My sort criteria on both boxes reverted back to default again!!! This time my preferred config was saved for 12 days on both my Roamio and Premier boxes. I fixed it and then forced a reboot on the Roamio from the setting menu. Went back to Tivo default - NOT GOOD TIVO! Software still 20.3.6.RC7. Tivo, Tivo, Tivo...why don't you care?????


----------



## w1ntermute0 (Dec 10, 2008)

Happening to my Roamio also. Very annoying. Is there a good way to let Tivo know that there are a large number of us this is affecting? Complaining to each other is nice but...


----------



## jrtroo (Feb 4, 2008)

Call TiVo? Tweet to TiVo? I'm sure they know it's an issue.


----------



## steneni (Sep 18, 2011)

Since latest upgrade to 20.3.6.RC15 3 days ago, my boxes are now reverting to non sorted default once again - on a daily basis. Well done Tivo you've made it WORSE! Must have terrific in house QA and CM management for your releases. Keep up the good work (not)!


----------



## slowbiscuit (Sep 19, 2006)

Complain on Twitter and Facebook. They already know about the issue btw.


----------



## steneni (Sep 18, 2011)

Adding similar case - Hiding left column after saving keeps coming back.


----------



## dougdingle (Jul 4, 2007)

Happening every day now. No reboots here, but it seems every time the box calls Mom, the sort order is reset.

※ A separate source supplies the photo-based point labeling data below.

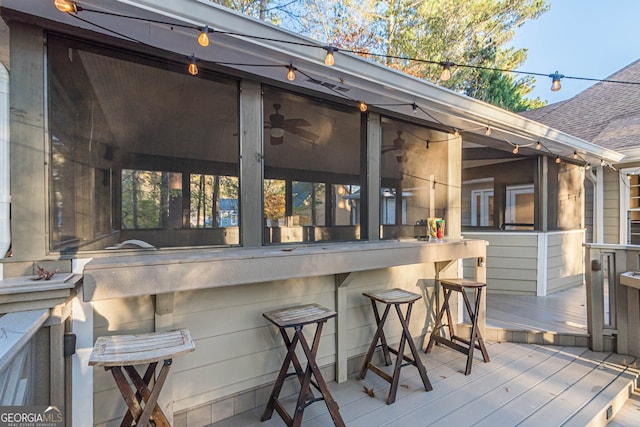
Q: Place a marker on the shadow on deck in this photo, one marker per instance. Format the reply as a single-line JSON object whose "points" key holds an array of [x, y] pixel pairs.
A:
{"points": [[524, 384]]}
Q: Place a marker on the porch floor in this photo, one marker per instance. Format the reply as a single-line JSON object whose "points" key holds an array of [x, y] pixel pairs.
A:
{"points": [[524, 384], [563, 312]]}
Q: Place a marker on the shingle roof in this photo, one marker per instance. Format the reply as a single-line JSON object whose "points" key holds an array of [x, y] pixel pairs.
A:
{"points": [[607, 114]]}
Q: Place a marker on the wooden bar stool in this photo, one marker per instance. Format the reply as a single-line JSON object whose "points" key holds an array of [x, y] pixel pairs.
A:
{"points": [[296, 317], [394, 297], [125, 351], [475, 341]]}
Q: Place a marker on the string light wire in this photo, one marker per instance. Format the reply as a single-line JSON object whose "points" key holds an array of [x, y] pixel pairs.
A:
{"points": [[332, 49]]}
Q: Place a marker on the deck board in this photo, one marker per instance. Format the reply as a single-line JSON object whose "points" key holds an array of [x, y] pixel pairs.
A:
{"points": [[523, 383]]}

Between this and the 'Dolby Digital reverting to PCM' problem, the box seems to get dumber by the week.


----------



## kagacins (Feb 19, 2009)

I wouldn't say for me that forgetting my preferred sort order is happening every day, but sometimes it happens every day, sometimes it happens every couple of days. It also forgets all my preferred sort orders in my folders, which is especially annoying. It really is ridiculous. I've been in contact with @TivoSupport on Twitter (regarding this and how BAD One Pass has become - it doesn't identify TONS of episodes as available through my various streaming services), and they told me to restart my TiVo. Thanks guys (and gals)! Very helpful! I've never used a computer before. Well, I did find with a reboot it held onto my sort order for a little longer than usual, but eventually the same problem cropped up again. I again bothered them on Twitter and said that nothing had been fixed, and they basically ignored (chose not to respond) to my plea to push out a tiny patch to fix the sort order issue.


----------



## dougdingle (Jul 4, 2007)

TiVo support has degraded in recent months to _"Have you tried reinstalling Windows?"_, which was the solution from offshore call centers to every computer issue on Windows for a decade.


----------



## Lurker1 (Jun 4, 2004)

It is perplexing why they choose to leave this broken for so long, when it seems like such a very small simple thing to fix. There have been several software releases since it first became broken, and none of them fixed it.

I can think of two possibilities: 1) it is not as simple as it appears and they can't figure out why it is not working, or 2) they purposely broke it and do not intend to fix it. (or 3 Rovi is in charge now and their corporate mission statement is to do everything half-assed.)


----------



## dougdingle (Jul 4, 2007)

For the last decade or two, every corporate merger/takeover was handled by accountants once it was a done deal, and the first thing accountants ask is "Who is not contributing to the bottom line?"

The two departments at the top of that list are always support, and coders _*not *_working on the next generation of stuff. The slashing and burning starts there because the main thing in corporate accounting that goes *directly *to the bottom line is salaries.

I don't know who has benefited so far from the Rovi takeover, but based on literally thousands of posts on tivocommunity.com, it sure as hell hasn't been the product's end users.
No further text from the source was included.